Wednesday, October 14, 2009

When i am in a whole day of street cricket followed by lemon juice kind of mood...

I am feeling good about life. For the moment. Two hours of stand up comedy on youtube can do wonders to your outlook of life. A 32 year old comic tells you about the need to design cars specifically for the 'making out' segment, a segment that is comfortable making out, but can't handle the seriousness of a room or a relationship or sex. And i look forward to the tomorrows with a renewed and unreasonable lightness. No correlation whatsoever. The mind is so fucking fickle. It helps that the 32 year old happens to be Janeane Garofalo from 14 years ago. But the thing is, if you feel good about life, you don't sit around and cross examine it. You just revel in it, and wait for shit to happen. After coffee the next day. Also fucking and fickle seemed to rhyme in a weird way. Which is why i wanted to put them next to each other. Honestly. I am 31 years old and no longer find it fashionable to throw the f word around. I used to find it very fashionable and novel when i had just joined college in 1995. I saw peers using it to sound exasperated in a very cool way. I had tried to imitate, but my attempts felt artificial and affected. So i gave up and stuck to the native tongue. I see a lot of my kid cousins throw the word 'Whatever' around a lot. Is that a fashionable word among college kids of today?

My mom is in town. And i am getting frequent doses of Rice and Sambhar. I am not a foodie. I could live on rice and sambhar all my life, without ever knowing if Penne is tubular or if Fusilli looks like dead butterflies made of maida. Sambhar is a gooey thing made from dal and water and chilli powder and turmeric and tamarind and vegetables. And add salt to taste. Dal is a pulse. I've seen a japanese man cry and sweat and fret over some benign Sambhar a few years ago. I've seen the same Japanese man suck in an Octopus tentacle with a straight face. His name was Hanawa. We called him Hanawa-san. He told me that 'baakha' was fuck in japanese. He taught me wrong. I still don't know the right word. In Jap movies, people keep saying 'waatha shiva' or something like that. I don't know what it means. But we told Hanawa-san what 'waatha' means in Tamil.

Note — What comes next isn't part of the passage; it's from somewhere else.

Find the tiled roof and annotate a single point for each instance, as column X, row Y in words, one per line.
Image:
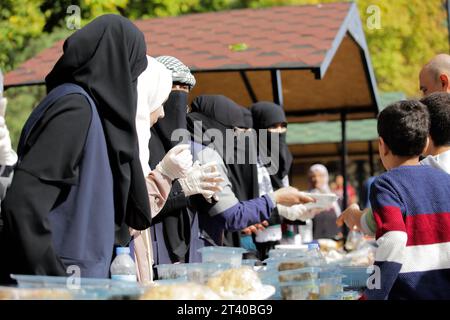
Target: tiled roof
column 330, row 131
column 279, row 37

And he giggled over it. Serious japanese men don't giggle often. He wasn't a serious japanese man. He took us to Uno park where we saw families sitting under sakura blooms and drinking sake. I remember being extremely happy seeing all those blooms and all those half drunk and not so drunk families. Sakura is cherry blossom in Japan, and the bloom lasts for all of 15 days. But, for those 15 days, they are very pretty. Humans should've also been designed to be like sakura.

I am most probably visiting home in November. For a month or so. I think i'll decide on the immediate direction for the next few years then. Buddha has promised to come down and leave a sign at that point. He refuses to come down right now. Says he is not in the mood. I think he has visa issues. I think 2010 is going to be a very good year for me. If i keep repeating this some 2.5 million times, it will actually happen. I read this in an excerpt of a self help book titled Sweet corn soup for the fool or something.

Sunday, October 04, 2009

Sometimes, strangers are better than fiction...

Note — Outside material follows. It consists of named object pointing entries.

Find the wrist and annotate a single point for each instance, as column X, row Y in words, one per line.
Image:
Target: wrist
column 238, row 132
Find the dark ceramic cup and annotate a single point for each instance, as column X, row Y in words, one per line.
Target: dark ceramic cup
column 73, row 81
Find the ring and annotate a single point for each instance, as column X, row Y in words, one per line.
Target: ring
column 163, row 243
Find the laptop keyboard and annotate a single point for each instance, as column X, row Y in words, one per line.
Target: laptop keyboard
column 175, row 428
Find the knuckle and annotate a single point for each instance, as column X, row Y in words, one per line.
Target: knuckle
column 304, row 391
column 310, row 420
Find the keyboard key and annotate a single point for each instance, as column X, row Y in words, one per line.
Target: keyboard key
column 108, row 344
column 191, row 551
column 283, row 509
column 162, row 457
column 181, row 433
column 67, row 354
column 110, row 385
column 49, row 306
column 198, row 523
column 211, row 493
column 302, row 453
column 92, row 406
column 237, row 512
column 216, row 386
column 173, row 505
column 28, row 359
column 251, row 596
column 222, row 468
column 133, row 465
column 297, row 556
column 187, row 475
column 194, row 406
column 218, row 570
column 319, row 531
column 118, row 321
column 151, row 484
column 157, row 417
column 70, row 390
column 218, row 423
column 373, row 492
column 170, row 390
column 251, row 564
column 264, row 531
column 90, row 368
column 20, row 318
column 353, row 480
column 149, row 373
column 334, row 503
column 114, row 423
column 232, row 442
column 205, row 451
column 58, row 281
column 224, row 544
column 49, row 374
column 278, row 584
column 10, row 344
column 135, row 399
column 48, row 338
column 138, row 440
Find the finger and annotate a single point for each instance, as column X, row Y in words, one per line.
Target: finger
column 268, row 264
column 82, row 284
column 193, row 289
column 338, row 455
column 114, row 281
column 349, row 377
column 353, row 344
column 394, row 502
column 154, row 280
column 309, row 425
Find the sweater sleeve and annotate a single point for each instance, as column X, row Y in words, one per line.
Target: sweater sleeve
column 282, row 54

There'll be no angst in this post. No alcohol either. I came here to record an unexpectedly pleasant saturday evening. A time i usually spend with fictional characters. Or a high level programming language. This time, it was the company of a stranger. A stranger i've known, for 3 days in all. Who i'll meet again, in 3 years maybe, or a little later. A polite hello. A curt handshake. A cup of coffee each. One with sugar, one without. And then a drive, supposedly to Palo Alto. A signal jump, a wrong turn, and a pretty road that took us to a destination we weren't headed for. An unmarked space with two parked cars. A trail. A real heavy breeze, that made us need the sight of speech, as much as the sound of it, to make sense of the spoken word. A bird whose name we did not know, whose flight we still hung on and followed. The just risen moon, inside which, she saw a rabbit, i saw a squid, and she spoke of a friend, who always saw a mother and a child. I've never looked for forms inside the moon. I call them craters and leave them at it. Bata chappals, wind chill, the setting sun and the growing hunger, made us head back to the car. Eventually, Palo Alto was reached. Dishes whose names i can't remember, to save my life, were consumed. And good byes and good lucks exchanged. Strangely, the evening seemed whole in it's own right. Random. No context. No obligatory future or direction. Just it. Like watching, possibly, the only show of a feel good movie, seeing the credits roll, walking out, smiling and satisfied.

I think back of Kodachaadri. Another geography. Another whole set of events. But a very similar after taste. I'll keep it for another time.